Feature engineering pipeline for categorical data

The script showcases how to keep the categorical data encoding consistent across training and inference. There are many ways to attain the same goal, this script can be used as a starting point.

See Also

from typing import List, Tuple

import numpy as np
import pandas as pd
from sklearn.compose import make_column_selector, make_column_transformer
from sklearn.model_selection import train_test_split
from sklearn.pipeline import make_pipeline
from sklearn.preprocessing import OrdinalEncoder

import xgboost as xgb


def make_example_data() -> Tuple[pd.DataFrame, pd.Series, List[str]]:
    """Generate data for demo."""
    n_samples = 2048
    rng = np.random.default_rng(1994)

    # We have three categorical features, while the rest are numerical.
    categorical_features = ["brand_id", "retailer_id", "category_id"]

    df = pd.DataFrame(
        np.random.randint(32, 96, size=(n_samples, 3)),
        columns=categorical_features,
    )

    df["price"] = rng.integers(100, 200, size=(n_samples,))
    df["stock_status"] = rng.choice([True, False], n_samples)
    df["on_sale"] = rng.choice([True, False], n_samples)
    df["label"] = rng.normal(loc=0.0, scale=1.0, size=n_samples)

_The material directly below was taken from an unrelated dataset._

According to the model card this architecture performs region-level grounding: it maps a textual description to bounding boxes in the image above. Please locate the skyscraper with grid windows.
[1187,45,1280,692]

    X = df.drop(["label"], axis=1)
    y = df["label"]

    return X, y, categorical_features


def native() -> None:
    """Using the native XGBoost interface."""
    X, y, cat_feats = make_example_data()

    X_train, X_test, y_train, y_test = train_test_split(
        X, y, random_state=1994, test_size=0.2
    )

    # Create an encoder based on training data.
    enc = OrdinalEncoder(handle_unknown="use_encoded_value", unknown_value=np.nan)
    enc.set_output(transform="pandas")
    enc = enc.fit(X_train[cat_feats])

    def enc_transform(X: pd.DataFrame) -> pd.DataFrame:
        # don't make change inplace so that we can have demonstrations for encoding
        X = X.copy()
        cat_cols = enc.transform(X[cat_feats])
        for i, name in enumerate(cat_feats):
            # create pd.Series based on the encoder
            cat_cols[name] = pd.Categorical.from_codes(
                codes=cat_cols[name].astype(np.int32), categories=enc.categories_[i]
            )
        X[cat_feats] = cat_cols
        return X

    # Encode the data based on fitted encoder.
    X_train_enc = enc_transform(X_train)
    X_test_enc = enc_transform(X_test)
    # Train XGBoost model using the native interface.
    Xy_train = xgb.QuantileDMatrix(X_train_enc, y_train, enable_categorical=True)
    Xy_test = xgb.QuantileDMatrix(
        X_test_enc, y_test, enable_categorical=True, ref=Xy_train
    )
    booster = xgb.train({}, Xy_train)
    booster.predict(Xy_test)

    # Following shows that data are encoded consistently.

    # We first obtain result from newly encoded data
    predt0 = booster.inplace_predict(enc_transform(X_train.head(16)))
    # then we obtain result from already encoded data from training.
    predt1 = booster.inplace_predict(X_train_enc.head(16))

    np.testing.assert_allclose(predt0, predt1)


def pipeline() -> None:
    """Using the sklearn pipeline."""
    X, y, cat_feats = make_example_data()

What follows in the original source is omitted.